Friday, February 7, 2014

Food Safety Update

http://www.oregonlive.com/health/index.ssf/2014/02/chinas_food_safety_woes_plasti.html 
As far as food safety goes, things aren't getting much better in China.
So says a report in Forbes magazine. The article warns that a new strain of avian flu, H10N8, has turned up in chickens in China, forcing the slaughter of 20,000 birds in Hong Kong alone. More alarming: The strain has jumped to humans, who can become infected if they eat infected birds or are around them. 

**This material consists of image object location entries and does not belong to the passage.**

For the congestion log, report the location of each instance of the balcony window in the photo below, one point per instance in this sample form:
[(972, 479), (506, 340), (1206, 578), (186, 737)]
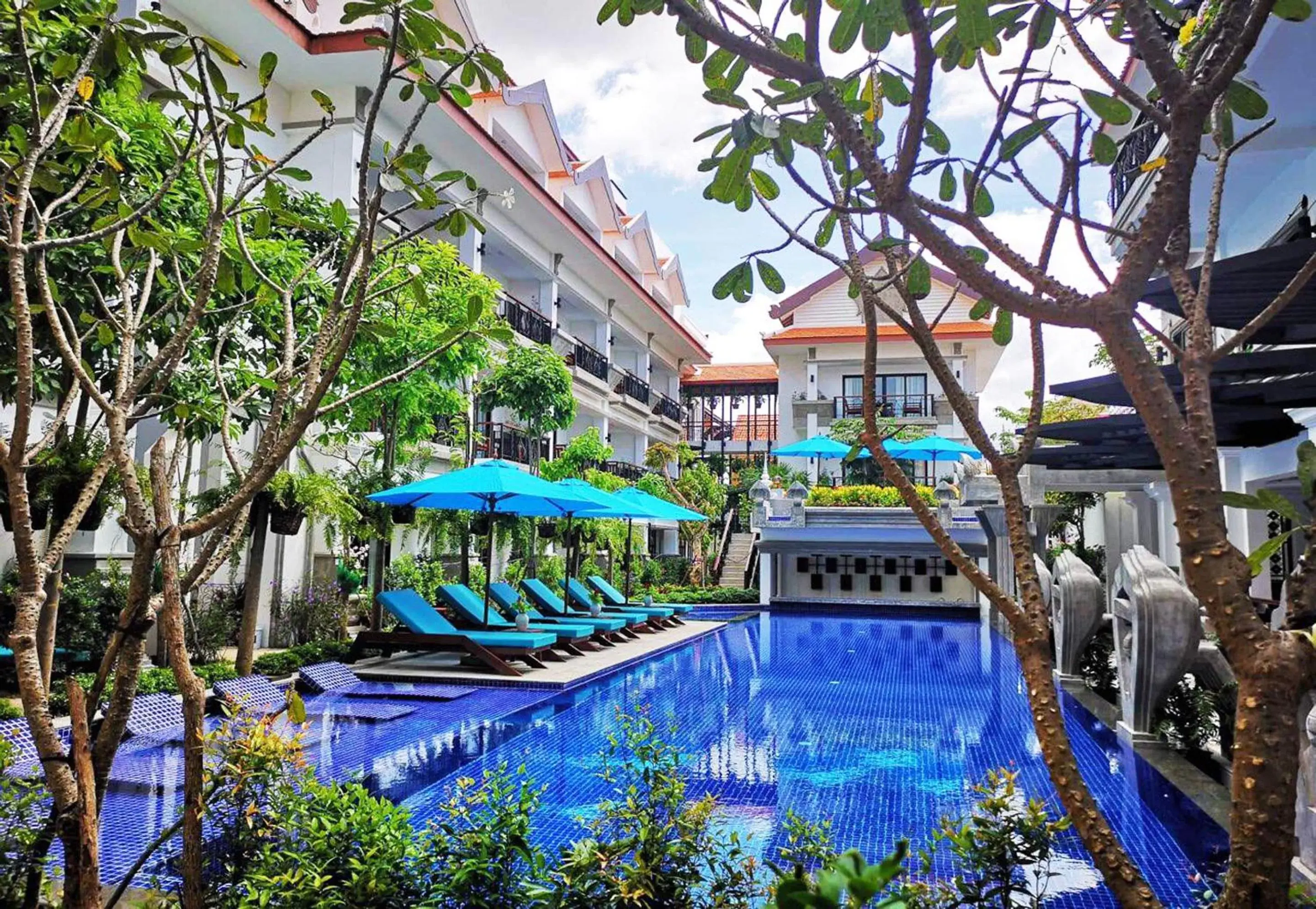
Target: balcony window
[(897, 395)]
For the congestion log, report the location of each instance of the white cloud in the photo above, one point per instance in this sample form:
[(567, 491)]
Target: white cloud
[(747, 324), (627, 94)]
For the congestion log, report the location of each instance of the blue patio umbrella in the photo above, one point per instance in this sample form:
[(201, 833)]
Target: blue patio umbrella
[(660, 510), (815, 447), (938, 448), (490, 487)]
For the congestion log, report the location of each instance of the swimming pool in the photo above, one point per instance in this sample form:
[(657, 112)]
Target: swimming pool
[(878, 724)]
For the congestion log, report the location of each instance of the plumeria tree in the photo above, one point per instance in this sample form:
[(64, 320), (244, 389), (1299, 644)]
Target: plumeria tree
[(208, 298), (835, 99)]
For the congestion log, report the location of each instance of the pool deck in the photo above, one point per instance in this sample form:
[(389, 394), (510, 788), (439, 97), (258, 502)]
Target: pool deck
[(569, 674)]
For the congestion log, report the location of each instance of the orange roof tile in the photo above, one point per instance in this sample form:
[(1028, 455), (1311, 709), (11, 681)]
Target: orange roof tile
[(731, 373), (853, 333)]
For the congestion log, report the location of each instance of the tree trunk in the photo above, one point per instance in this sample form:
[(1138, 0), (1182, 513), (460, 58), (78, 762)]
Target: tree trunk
[(252, 585), (81, 830), (48, 622)]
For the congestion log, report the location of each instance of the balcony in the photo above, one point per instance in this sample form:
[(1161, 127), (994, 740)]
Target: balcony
[(665, 407), (510, 444), (590, 360), (527, 321), (897, 407), (632, 387), (1135, 152)]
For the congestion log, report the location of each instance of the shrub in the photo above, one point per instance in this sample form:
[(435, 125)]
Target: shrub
[(864, 496), (478, 853), (651, 846), (308, 612), (23, 813)]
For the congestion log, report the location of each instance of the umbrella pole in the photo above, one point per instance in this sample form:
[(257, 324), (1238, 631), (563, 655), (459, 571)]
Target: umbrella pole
[(488, 565), (630, 523)]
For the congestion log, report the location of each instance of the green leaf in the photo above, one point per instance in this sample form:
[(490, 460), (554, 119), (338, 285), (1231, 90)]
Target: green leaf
[(847, 27), (1245, 101), (1295, 11), (1307, 469), (1003, 330), (765, 185), (1104, 149), (339, 213), (1261, 556), (1043, 27), (1274, 502), (1022, 137), (919, 278), (973, 24), (948, 185), (297, 707), (772, 276), (936, 138), (1240, 500), (323, 101), (269, 59), (1109, 108), (980, 311)]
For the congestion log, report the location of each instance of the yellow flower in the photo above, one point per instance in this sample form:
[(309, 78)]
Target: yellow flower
[(1186, 31)]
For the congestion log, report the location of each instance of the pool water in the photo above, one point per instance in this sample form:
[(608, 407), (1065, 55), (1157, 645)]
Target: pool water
[(880, 725)]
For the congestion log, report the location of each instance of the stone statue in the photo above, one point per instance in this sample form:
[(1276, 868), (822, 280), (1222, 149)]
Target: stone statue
[(1077, 608), (1157, 632)]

A 73-year old Chinese woman died in December from the strain and a 55-year-old woman was recently hospitalized, Forbes said.
A virologist from the Chinese Center for Disease Control in Beijing, who was quoted in the Chinese medical journal, The Lancet, warned this week about the potential for a pandemic.
This is China’s fifth avian influenza strain to emerge in the last 17 years and the latest of its food safety woes. In 2008, melamime-tainted milk killed six children in China and hospitalized tens of thousands. Melamine, which is used in plastics and pesticides, can cause kidney failure. Pet food, which contained melamine-laced wheat gluten from China, killed scores of dogs and some cats in North America in 2007.
Dial to the present and a new threat is on the horizon, critics say. The U.S. Department of Agriculture is preparing to allow poultry raised in the U.S. to be shipped to China, turned into chicken nuggets or some other processed food, and then shipped back to the U.S. for consumption. The product labeling would not alert consumers either.
If that's not enough to worry about -- and we do worry here in food safety central -- the Center for Food Safety has just launched a campaign to stop Dow Chemical from putting so-called "Agent Orange" GMO crops on the market, according to a story in Food Poisoning Bulletin.
The center is worried that the USDA will approve genetically engineered crops doused in 2,4-D, a powerful herbicide that formed one half of Agent Orange. The compound was used by the U.S. government during the Vietnam War to defoliate forested and rural land, depriving guerrillas of cover. It had devastating effects on the locals and U.S. troops.
Finally, the Center for Science in the Public Interest has a campaign of its own -- against a dough conditioner called azodicarbonamide, according to a story on Food Navigator. The additive is used to make dough smoother, but critics worry it could cause health problems. In its industrial form, which is chemically identical to the food-grade form, it's used in the production of foam plastics like shoe soles and exercise mats, the report says.
Apparently, Subway is phasing it out.
That's it for today. Keep your appetite and safe eating.